Lou Williams vs. Oklahoma City
Lou Williams lets go of a layup against the Oklahoma City Thunder on Jan. 8, 2016.
(Ty Nowell/Lakers.com)

Williams Unleashes Monster Performance in Loss to OKC

by Joey Ramirez
Digital Reporter

The hottest stretch of Lou Williams’ career began with a blunder. Shortly after checking into the fourth quarter, the 11-year veteran coughed up a turnover, which led to an Oklahoma City score that increased the Lakers’ deficit to 11.

From there, the basket may as well have been as wide as Staples Center itself.

He hit five straight shots, scoring Los Angeles’ next dozen points, as the home team suddenly had a three-point lead over the team that thrashed them by a combined 78 points in their first two meetings.

However, in spite of Williams’ herculean 23-point fourth quarter, the Lakers were unable to close against the Thunder, who pulled out a 117-113 win in the final minute.

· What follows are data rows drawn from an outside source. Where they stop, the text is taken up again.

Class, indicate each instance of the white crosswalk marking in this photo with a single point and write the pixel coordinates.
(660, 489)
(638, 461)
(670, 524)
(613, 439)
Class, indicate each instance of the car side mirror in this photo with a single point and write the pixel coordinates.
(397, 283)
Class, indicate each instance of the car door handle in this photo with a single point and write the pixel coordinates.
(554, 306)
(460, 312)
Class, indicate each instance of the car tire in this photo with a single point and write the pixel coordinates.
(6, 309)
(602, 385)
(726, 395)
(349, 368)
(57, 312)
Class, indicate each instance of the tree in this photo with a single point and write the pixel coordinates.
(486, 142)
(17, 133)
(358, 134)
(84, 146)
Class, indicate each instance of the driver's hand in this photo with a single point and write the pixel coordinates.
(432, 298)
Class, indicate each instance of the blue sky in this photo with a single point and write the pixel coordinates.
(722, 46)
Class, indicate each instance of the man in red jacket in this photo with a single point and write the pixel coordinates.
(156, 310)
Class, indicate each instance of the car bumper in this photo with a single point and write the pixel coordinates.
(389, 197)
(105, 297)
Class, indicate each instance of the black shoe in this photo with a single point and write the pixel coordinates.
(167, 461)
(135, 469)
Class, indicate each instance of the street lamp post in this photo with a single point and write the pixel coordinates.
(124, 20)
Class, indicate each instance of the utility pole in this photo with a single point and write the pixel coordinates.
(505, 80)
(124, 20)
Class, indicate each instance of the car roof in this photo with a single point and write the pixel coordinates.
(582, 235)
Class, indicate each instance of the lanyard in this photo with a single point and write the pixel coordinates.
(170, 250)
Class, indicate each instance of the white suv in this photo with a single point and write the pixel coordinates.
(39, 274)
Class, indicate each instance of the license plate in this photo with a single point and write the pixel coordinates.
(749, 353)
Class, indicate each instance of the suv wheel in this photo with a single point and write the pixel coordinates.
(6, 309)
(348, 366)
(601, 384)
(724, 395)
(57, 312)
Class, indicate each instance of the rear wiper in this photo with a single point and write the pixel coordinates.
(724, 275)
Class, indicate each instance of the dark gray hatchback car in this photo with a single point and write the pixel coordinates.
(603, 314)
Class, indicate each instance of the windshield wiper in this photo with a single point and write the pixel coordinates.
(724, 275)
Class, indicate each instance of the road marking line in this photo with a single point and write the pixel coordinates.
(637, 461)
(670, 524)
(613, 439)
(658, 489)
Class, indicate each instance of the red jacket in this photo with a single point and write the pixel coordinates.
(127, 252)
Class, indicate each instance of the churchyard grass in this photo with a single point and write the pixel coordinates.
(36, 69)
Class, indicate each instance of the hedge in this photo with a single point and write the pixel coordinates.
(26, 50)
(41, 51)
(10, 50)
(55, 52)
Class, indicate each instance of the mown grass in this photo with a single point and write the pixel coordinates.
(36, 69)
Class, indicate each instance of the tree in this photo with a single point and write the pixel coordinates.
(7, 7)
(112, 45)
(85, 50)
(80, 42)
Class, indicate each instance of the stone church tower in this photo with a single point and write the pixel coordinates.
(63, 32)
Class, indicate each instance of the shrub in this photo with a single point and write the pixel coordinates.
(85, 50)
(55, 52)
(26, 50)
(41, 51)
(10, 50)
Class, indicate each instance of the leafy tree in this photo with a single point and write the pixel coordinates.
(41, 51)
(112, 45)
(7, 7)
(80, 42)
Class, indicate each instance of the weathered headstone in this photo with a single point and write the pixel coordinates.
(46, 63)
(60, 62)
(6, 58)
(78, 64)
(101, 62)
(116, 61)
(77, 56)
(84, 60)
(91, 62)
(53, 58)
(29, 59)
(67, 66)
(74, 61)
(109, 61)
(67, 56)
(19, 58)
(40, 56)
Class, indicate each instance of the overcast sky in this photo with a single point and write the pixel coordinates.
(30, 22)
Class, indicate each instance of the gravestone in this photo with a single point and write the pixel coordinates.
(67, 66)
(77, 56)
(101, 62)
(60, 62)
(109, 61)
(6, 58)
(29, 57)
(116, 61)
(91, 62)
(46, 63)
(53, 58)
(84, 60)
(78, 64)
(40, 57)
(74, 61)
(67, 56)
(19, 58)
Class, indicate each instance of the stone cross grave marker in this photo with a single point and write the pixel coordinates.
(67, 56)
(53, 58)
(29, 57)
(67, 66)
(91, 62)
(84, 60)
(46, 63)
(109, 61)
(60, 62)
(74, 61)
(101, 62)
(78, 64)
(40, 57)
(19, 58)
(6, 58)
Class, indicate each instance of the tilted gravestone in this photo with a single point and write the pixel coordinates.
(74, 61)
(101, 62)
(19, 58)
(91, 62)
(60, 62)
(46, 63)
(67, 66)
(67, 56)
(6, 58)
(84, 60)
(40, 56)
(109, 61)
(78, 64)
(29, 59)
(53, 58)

“He got in a great groove,” Kobe Bryant said. “His pull-up jumper started working, and he started getting to the basket and drawing contact. He just got in a fantastic rhythm.”

Despite their recent lopsided results against the Thunder (26-11), the Lakers hung around for nearly the entire contest.

“They embarrassed us the first two games, and if you’re a competitive person you come into a game and try not to have that feeling again with the same group of guys,” said Williams, who poured in a career-high 44 points.

“You don’t want a team going around the league just thinking they can beat you by 30, 40 points every time that you play them.”

After Williams flipped Oklahoma City’s double-digit lead into a 104-101 L.A. advantage with four minutes left, the teams traded more swings.

Behind Russell Westbrook’s 15 fourth-quarter points, the visitors were able to push their edge to four before Jordan Clarkson sunk a 3-pointer with 18.1 seconds remaining.

After Westbrook went 1-of-2 at the foul line, head coach Byron Scott drew up a play that gave inbounder Anthony Brown the option to pass to either Williams or Bryant.

Brown gave it to Bryant, who was unable to shake off tight defense — and some contact which wasn’t whistled — from Kevin Durant and missed the tying layup in the final seconds.

“Big stop by (Durant),” said Westbrook, who finished with 36 points, 12 rebounds and seven assists. “He had been doing a great job all game (and) all season. Just another big stop that he made tonight.”

Despite not getting the ball for the final shot, Williams’ night was special on both individual and franchise levels. His scoring total was the most by a Laker other than Bryant since Shaquille O’Neal had 48 on March 21, 2003.

“I was proud of the way we played and the way I played,” Williams said. “Obviously this game is measured by wins and losses, not personal accomplishments. … For us to be a young team and for me to play the way I did, we take some positives out of that.”

The reigning Sixth Man of the Year shot 12-of-25 on the night, including five 3-pointers, plus a 15-of-15 clip at the free throw line. He was the only weapon needed for the Lakers (8-30) in the fourth quarter, as his teammates combined for only five points.

“He kept us in the game and he was on fire,” Scott said. “The guys did a really good job of setting screens for him where he could get to the sweet spot.”

Lou Williams decided it was a good night to drop a career-high 44 points. #NBAVote

A photo posted by Los Angeles Lakers (@lakers) on

KB vs. KD
Though he wasn’t able to force overtime, Bryant nonetheless had a solid game, scoring 19 points on 8-of-20 shooting, including a coast-to-coast layup after bowling over official Bennie Adams.

He and Durant went at each other on both ends of the floor, as the Thunder superstar countered with 24 points on a 10-of-15 mark.

However, Bryant also pulled a move straight from a park pickup game against his fellow scoring champion.

Bryant handed out a team-high six assists — the most notable of which came in the first quarter when he bounced the ball through Durant’s legs to Roy Hibbert for a mid-range bucket.

“That’s just soccer stuff,” said Bryant, who grew up with the sport in Italy. “In basketball you get oohs and ahhs, but on the pitch (if) that’s what you have, that’s what you take. … (Durant) kind of looked at me, and I was like, ‘Dude, that was the pass to make.’”

Russell Hampered by Ankle
D’Angelo Russell sprained his ankle the night before in Sacramento, but he still decided to give it a try on Friday. However, the rookie lasted only eight minutes before needing to come out of the game due to the ailment.

“He gave it a go, which I was proud of him for doing,” Scott said. “He tried to plant and close out on a guy and he really felt it.”

Russell’s status for the near future is uncertain. He finished with two points (1-of-3) and two assists.

Williams’ perfect free throw mark was the best by a Laker since Bryant went 18-of-18 on April 10, 2013. … Jordan Clarkson had 17 points, including a buzzer-beater off the glass from halfcourt at the end of the first. … A crowd of 18,997 sold out Staples Center.